В сильных икрах ног, пропорциональном сложении, крепком и красивом торсе мальчика экзаменаторы угадывали и будущую ловкость виртуозного партнера и способность к усвоению сложной азбуки классического танца. Доброжелательные реплики присутствовавших педагогов свидетельствовали о том, что конкурс будет выдержан.
Осенью 1935 года Саша оказался в классе Н. И. Тарасова – педагога мужского классического танца и прекрасного человека, которого ученики очень любили и которому восхищенно подражали. Позднее, в пору своей творческой и духовной зрелости, Лапаури отзывался о своем учителе не менее восторженно, чем в юношеские годы. «Николай Иванович, – писал он, – красивый человек, причем в чеховском понимании красивого, то есть не только внешне, но и внутренне. Я встречал такие цельные натуры чрезвычайно редко. Николай Иванович был строгим, но справедливым. Он был мастером мужественного танца, что так выгодно отличает его учеников от рафинированно-женственных танцоров Запада».
Занятия в училище начинались в девять часов утра и продолжались до трех, а то и четырех часов дня. Ежедневная работа у той самой, поначалу вызвавшей недоумение палки доставляла много хлопот. Не все сразу получалось: ноги и руки первоклассника с трудом выполняли незнакомые упражнения, уложенные в жесткий каркас размеренного ритма музыки. Урок классического танца всегда бывал первым и продолжался два часа. Затем следовали другие дисциплины, среди которых самая любимая – математика. Вел этот предмет всеми обожаемый Б. А. Нурик, сумевший привить мальчишеской аудитории любовь к своему предмету. Обаятельный и умный человек, он учил своих беспокойных питомцев неустанно работать, развивал в них любознательность.
Лапаури повезло: здесь, в училище, как и в семье, его окружали люди увлеченные. «Конечно, увлеченность – необходимое качество во всякой специальности, но педагог без увлеченности – это ничто. И поэтому некоторые учителя, которые, безусловно, знали свое дело, но не сумели зажечь учеников, так и оставили для нас свои предметы непрочитанной книгой», – говорил он позже, будучи уже известным педагогом.

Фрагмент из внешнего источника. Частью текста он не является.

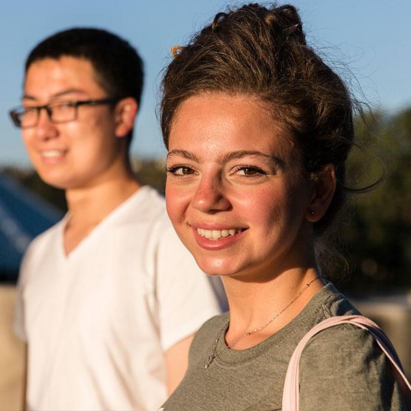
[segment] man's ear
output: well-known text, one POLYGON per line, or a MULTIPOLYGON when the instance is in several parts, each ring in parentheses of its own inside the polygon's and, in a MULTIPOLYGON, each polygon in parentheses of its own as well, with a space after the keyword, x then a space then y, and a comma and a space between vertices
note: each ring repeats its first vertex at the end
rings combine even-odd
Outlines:
POLYGON ((320 220, 328 209, 336 190, 336 173, 333 164, 327 164, 313 184, 312 193, 306 212, 310 223, 320 220))
POLYGON ((116 136, 119 138, 127 136, 134 127, 138 108, 133 97, 122 99, 116 105, 116 136))

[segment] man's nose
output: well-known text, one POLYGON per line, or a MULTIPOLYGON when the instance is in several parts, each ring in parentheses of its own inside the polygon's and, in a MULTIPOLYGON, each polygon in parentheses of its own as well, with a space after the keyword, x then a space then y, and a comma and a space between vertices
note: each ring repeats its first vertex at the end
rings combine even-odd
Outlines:
POLYGON ((221 178, 203 175, 195 191, 192 206, 203 212, 226 211, 231 207, 227 194, 221 178))

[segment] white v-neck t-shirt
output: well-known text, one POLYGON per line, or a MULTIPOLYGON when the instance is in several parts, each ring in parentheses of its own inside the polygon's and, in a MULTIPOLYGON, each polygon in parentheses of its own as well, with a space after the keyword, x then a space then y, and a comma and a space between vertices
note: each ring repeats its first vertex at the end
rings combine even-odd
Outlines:
POLYGON ((15 330, 28 342, 29 409, 156 410, 164 352, 219 312, 206 275, 144 186, 68 256, 67 217, 22 264, 15 330))

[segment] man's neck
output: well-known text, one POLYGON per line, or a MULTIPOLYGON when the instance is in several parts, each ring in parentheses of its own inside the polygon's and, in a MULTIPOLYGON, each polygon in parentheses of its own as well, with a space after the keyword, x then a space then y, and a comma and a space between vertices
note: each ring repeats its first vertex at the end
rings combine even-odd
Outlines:
POLYGON ((140 186, 130 173, 86 188, 68 189, 66 198, 70 214, 64 231, 66 254, 140 186))

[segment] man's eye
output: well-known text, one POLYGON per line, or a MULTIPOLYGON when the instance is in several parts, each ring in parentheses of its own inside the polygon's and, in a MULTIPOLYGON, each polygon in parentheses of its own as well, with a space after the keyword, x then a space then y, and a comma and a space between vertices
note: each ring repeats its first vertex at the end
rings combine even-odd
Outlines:
POLYGON ((172 166, 167 167, 167 173, 174 175, 189 175, 194 174, 195 171, 192 169, 187 166, 172 166))
POLYGON ((264 170, 260 167, 256 167, 256 166, 238 166, 233 170, 232 173, 237 175, 244 175, 245 177, 256 177, 258 175, 266 175, 267 174, 264 170))

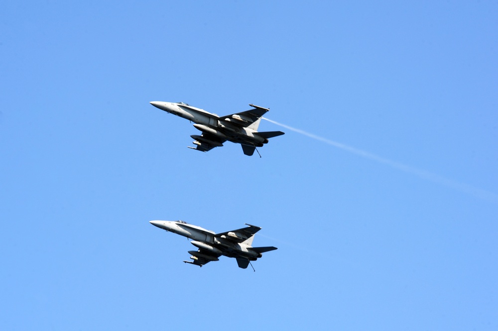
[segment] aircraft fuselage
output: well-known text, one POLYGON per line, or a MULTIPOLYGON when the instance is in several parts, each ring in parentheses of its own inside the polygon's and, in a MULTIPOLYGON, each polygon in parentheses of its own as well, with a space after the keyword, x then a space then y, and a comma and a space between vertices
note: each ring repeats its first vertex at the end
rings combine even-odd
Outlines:
POLYGON ((244 256, 255 260, 262 255, 248 248, 250 246, 234 243, 223 238, 215 237, 213 231, 177 221, 151 221, 150 224, 163 230, 193 240, 191 244, 197 247, 229 257, 244 256), (212 235, 210 234, 212 234, 212 235))
POLYGON ((268 139, 258 136, 257 131, 233 124, 232 121, 235 120, 233 119, 220 120, 216 114, 181 102, 151 101, 150 104, 166 112, 193 122, 196 129, 222 139, 257 147, 268 143, 268 139))

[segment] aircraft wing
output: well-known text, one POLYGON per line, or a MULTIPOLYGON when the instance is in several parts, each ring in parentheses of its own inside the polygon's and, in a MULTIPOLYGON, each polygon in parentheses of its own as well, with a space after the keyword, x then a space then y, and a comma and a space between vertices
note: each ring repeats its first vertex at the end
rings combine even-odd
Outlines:
POLYGON ((204 264, 208 263, 211 261, 218 261, 220 256, 220 254, 216 254, 212 252, 199 248, 196 250, 189 250, 188 252, 192 254, 190 259, 192 261, 184 261, 186 263, 190 263, 202 267, 204 264))
POLYGON ((238 126, 246 128, 258 120, 269 110, 268 108, 255 106, 252 104, 249 105, 254 108, 237 114, 222 116, 220 117, 220 120, 228 121, 238 126))
POLYGON ((207 152, 211 151, 215 147, 221 147, 223 146, 223 143, 226 141, 225 139, 219 137, 206 132, 203 133, 200 136, 192 135, 190 137, 195 139, 194 144, 197 145, 197 147, 187 146, 187 147, 201 152, 207 152))
POLYGON ((255 233, 261 230, 261 228, 259 227, 251 225, 247 223, 246 223, 246 224, 249 226, 247 228, 243 228, 242 229, 238 229, 237 230, 231 231, 217 233, 214 236, 221 237, 223 236, 224 236, 223 238, 226 239, 229 239, 236 243, 240 243, 252 237, 255 233))

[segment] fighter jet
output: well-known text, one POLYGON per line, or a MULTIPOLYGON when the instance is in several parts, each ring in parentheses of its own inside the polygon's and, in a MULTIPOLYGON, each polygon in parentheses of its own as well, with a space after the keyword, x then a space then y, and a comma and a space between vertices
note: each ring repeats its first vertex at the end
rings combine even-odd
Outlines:
POLYGON ((272 246, 251 247, 254 234, 261 228, 247 223, 247 228, 216 233, 183 221, 151 221, 150 223, 166 231, 193 239, 190 244, 199 249, 189 250, 193 260, 183 262, 201 267, 211 261, 218 261, 218 257, 224 255, 235 257, 239 266, 246 269, 251 261, 261 257, 262 253, 277 249, 272 246))
MULTIPOLYGON (((228 140, 240 144, 244 154, 250 156, 256 147, 262 147, 269 138, 284 134, 281 131, 258 132, 261 117, 269 109, 249 104, 253 109, 237 114, 219 116, 184 102, 151 101, 150 104, 164 111, 188 119, 195 124, 194 127, 202 134, 190 136, 196 147, 187 146, 201 152, 223 146, 228 140)), ((259 154, 259 152, 258 154, 259 154)), ((259 157, 261 155, 259 155, 259 157)))

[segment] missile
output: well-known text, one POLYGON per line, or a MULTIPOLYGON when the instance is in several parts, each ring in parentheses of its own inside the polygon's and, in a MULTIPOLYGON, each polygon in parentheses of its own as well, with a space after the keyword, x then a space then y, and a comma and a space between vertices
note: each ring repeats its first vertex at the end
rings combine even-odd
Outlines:
POLYGON ((215 254, 220 254, 221 255, 222 253, 222 251, 216 247, 213 247, 213 246, 209 245, 205 243, 203 243, 202 242, 193 241, 190 242, 190 244, 194 245, 197 248, 200 248, 201 249, 204 249, 205 250, 212 252, 215 254))
POLYGON ((225 139, 227 139, 228 138, 221 131, 212 128, 210 128, 207 125, 204 125, 203 124, 194 124, 194 127, 197 130, 202 131, 203 132, 206 132, 206 133, 209 133, 214 136, 217 136, 225 139))
POLYGON ((202 258, 205 258, 206 259, 209 260, 210 261, 219 261, 220 260, 220 259, 218 257, 215 257, 206 254, 203 254, 202 253, 197 251, 197 250, 189 250, 188 253, 189 254, 192 254, 196 257, 202 257, 202 258))
MULTIPOLYGON (((217 147, 221 147, 223 146, 223 144, 221 143, 218 142, 217 141, 213 141, 213 140, 210 140, 209 139, 206 139, 206 138, 203 137, 202 136, 199 136, 199 135, 192 135, 190 136, 193 139, 195 139, 201 143, 205 143, 206 144, 209 144, 212 146, 216 146, 217 147)), ((195 143, 194 143, 195 144, 195 143)))
POLYGON ((193 262, 191 262, 190 261, 184 261, 183 262, 185 262, 186 263, 190 263, 190 264, 194 264, 194 265, 198 265, 200 267, 202 266, 202 264, 196 264, 193 262))

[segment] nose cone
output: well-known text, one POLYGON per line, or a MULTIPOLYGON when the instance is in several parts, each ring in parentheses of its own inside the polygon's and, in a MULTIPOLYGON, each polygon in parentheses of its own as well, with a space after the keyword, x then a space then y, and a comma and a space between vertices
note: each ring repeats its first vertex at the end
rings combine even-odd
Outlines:
POLYGON ((158 108, 160 109, 162 109, 161 108, 161 106, 162 105, 162 103, 164 103, 164 102, 161 102, 161 101, 150 101, 150 104, 154 106, 154 107, 158 108))
POLYGON ((160 221, 151 221, 149 223, 154 226, 162 229, 162 223, 160 221))

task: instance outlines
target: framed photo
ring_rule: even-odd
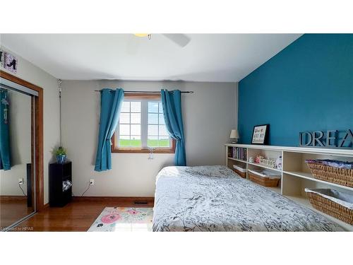
[[[256,125],[253,126],[252,144],[267,144],[270,124]]]
[[[0,66],[4,67],[4,51],[0,49]]]
[[[5,69],[8,70],[13,73],[17,73],[18,60],[16,57],[5,52],[4,61],[4,68]]]

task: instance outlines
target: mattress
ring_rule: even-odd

Желание не отставать от своих сверстников, даже быть заводилой, заставляло мальчика искать применения своим способностям в различных интересных делах. В классе он организовал общество «Белый клык», название для которого было заимствовано у любимого писателя Джека Лондона. Ребята единодушно избрали организатора вожаком общества. Мальчишеский коллектив издавал свою стенную газету, и Саша стал ее редактором. Первый «писательский» опыт вскоре пригодился: в феврале 1936 года в театральной многотиражке «Советский артист» появилась заметка Саши Лапаури, в которой он делился впечатлениями о своей новой школе. Школа пришлась ему по душе, и даже жесткая дисциплина и изнурительный труд не тяготили новичка.
Было еще одно обстоятельство, которое вдохновляло одиннадцатилетнего Лапаури на лидерство среди одноклассников. Среди ровесниц была девочка Рая Стручкова, которую за живость ума и характера все называли Стручком. Многое из того, что замышлял Лапаури в классе, делалось именно во имя этой хрупкой большеглазой девочки, подстриженной под мальчика. Даже занятия фотографией, в которой он добился неплохих результатов, были следствием первой влюбленности впечатлительного подростка. Впоследствии танцовщик вспоминал: «Мне казалось, что только я один могу почувствовать такое, что никто до меня и после меня так любить не будет. И я решил объясниться!»
К этому побуждала глубина большого, до конца еще не осознанного чувства. Но мальчика одолевал страх, сердце замирало от мысли, что предстоит открыть то, что было так важно, так сокровенно для него самого и что, возможно, оставит равнодушной его избранницу.
Свое состояние Лапаури очень хорошо передал сам: «Как только я приближался к будущей моей жене, а я влюбился именно в нее, то разговор дальше темы соревнования в учебе не шел. И вот однажды, играя в прятки на дне рождения своего товарища, я залез под стол, накрытый большой скатертью, и оказался лицом к лицу с предметом моей любви. «Я тебя люблю!» – произнес я и почувствовал жар. «Я тоже», – услышал я в темноте, причем настолько быстро, что я оторопел. Жена, между прочим, запомнила особенно ясно это мое признание под столом!